Although proprietary knowledge could be given away, the practice of co-opetition continues to hold sway as companies realize that development costs and risks can be shared, even with rivals. In the sample, 74 companies were cooperating with domestic rivals, 47 with foreign companies and 19 companies were bold enough to engage in co-opetition domestically and abroad.
In Internationalizing R&D Co-Opetition: Dress for the Dance With the Devil, Schmiele and Sofka explain how companies engage in co-opetition across borders. “While informal appropriability mechanisms may be sufficient in the home environment, they move toward formal ones (patents) in an international context,” the authors write. “Apparently this provides them with the means to make the relevant knowledge visible, traceable and defendable.”
The international context adds uncertainty to the co-opetition process. So legal forms of IPR protections, such as patents, copyrights and trademarks, help make the terms of the cooperation more explicit and discrete. Indeed, Schmiele points out, “firms will tend to rely on formal forms of IPR [protections] when they cooperate since secrecy is not the most suitable strategy when working together. In addition [formal methods] are defendable in court and signal the knowledge that is possessed by a company.”
In the domestic context, co-opetition can use informal techniques, such as keeping secrets or making designs more complex, because more trust exists in the competitive partnership. Thus, domestic co-opetition is built on personal relationships.
The authors buttress this point by examining the characteristics that make companies more likely to engage in co-opetition. What they found is that smarter work forces, as indicated by the share of employees who have completed higher education, seem to enable more co-opetition. Interestingly, however, that effect is stronger for co-opetition with domestic rivals than with international competitors. “This result is especially surprising as one would assume that educated employees possess superior language skills,” the paper says, which would presumably assist with establishing business relationships overseas.

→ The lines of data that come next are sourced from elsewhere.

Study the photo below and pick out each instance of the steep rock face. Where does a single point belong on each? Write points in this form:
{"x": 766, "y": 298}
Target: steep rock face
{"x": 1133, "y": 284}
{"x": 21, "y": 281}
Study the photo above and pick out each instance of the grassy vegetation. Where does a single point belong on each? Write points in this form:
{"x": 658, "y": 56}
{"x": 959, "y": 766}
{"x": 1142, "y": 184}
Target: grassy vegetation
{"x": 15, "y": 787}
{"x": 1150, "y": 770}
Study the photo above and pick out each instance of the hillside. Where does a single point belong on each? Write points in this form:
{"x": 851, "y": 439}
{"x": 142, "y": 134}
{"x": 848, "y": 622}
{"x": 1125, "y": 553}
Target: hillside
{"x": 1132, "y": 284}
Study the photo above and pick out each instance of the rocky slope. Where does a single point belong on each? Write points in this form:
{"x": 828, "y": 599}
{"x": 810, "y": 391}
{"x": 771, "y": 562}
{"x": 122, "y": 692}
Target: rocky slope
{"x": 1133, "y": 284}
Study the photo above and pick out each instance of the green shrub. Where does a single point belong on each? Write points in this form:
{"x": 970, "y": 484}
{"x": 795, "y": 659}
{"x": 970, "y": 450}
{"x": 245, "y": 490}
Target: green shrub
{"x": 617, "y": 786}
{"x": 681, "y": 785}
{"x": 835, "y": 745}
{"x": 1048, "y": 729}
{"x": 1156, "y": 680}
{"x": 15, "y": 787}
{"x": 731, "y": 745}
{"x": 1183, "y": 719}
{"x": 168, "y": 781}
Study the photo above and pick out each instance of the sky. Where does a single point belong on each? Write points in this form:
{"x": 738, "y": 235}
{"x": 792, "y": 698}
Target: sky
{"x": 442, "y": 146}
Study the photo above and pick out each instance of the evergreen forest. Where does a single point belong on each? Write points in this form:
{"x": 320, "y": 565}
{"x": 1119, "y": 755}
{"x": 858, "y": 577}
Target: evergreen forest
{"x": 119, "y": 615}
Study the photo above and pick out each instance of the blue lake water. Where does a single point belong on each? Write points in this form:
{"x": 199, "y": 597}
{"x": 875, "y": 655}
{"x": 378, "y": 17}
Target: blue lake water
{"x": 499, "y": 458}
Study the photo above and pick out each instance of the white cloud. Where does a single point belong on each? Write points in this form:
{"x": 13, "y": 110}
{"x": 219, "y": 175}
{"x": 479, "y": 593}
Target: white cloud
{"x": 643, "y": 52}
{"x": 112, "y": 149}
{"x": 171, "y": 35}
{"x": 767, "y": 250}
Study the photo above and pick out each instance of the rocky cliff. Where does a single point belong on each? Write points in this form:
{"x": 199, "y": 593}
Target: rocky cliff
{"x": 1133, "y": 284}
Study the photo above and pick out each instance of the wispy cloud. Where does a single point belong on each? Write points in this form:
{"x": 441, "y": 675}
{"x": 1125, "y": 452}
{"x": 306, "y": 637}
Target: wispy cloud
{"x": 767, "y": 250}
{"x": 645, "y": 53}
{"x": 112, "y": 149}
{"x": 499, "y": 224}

The authors speculate that this could be because personal relationships, like those developed during university and graduate-level studies, are important for establishing the informal methods of knowledge protection used for domestic co-opetition. “Personal networks are stronger within the country,” explains Schmiele, which makes “teaming up with domestic competitors more likely than with international competitors, because you probably get in touch with the employees from a local competitor more often and therefore get to know them better than with those from the international competitor.”
To bridge borders in the name of co-opetition, it also helps to have experience with collaborations overseas: Companies that collaborated with foreign suppliers and customers were more likely to similarly collaborate with foreign rivals. That familiarity with the process facilitates many kinds of cooperation, Schmiele believes, not limited to joint research and development. Collaborating on industry standards or joint lobbying efforts, for example, are both forms of co-opetition that don’t involve technology development.
However, there was no link between export intensity and international co-opetition, so just doing business over borders doesn’t give the company a boost with foreign co-opetition. The authors intend to broaden the study to cover more European countries to see whether results would be similar in nations that have smaller manufacturing bases or lower export intensities than Germany.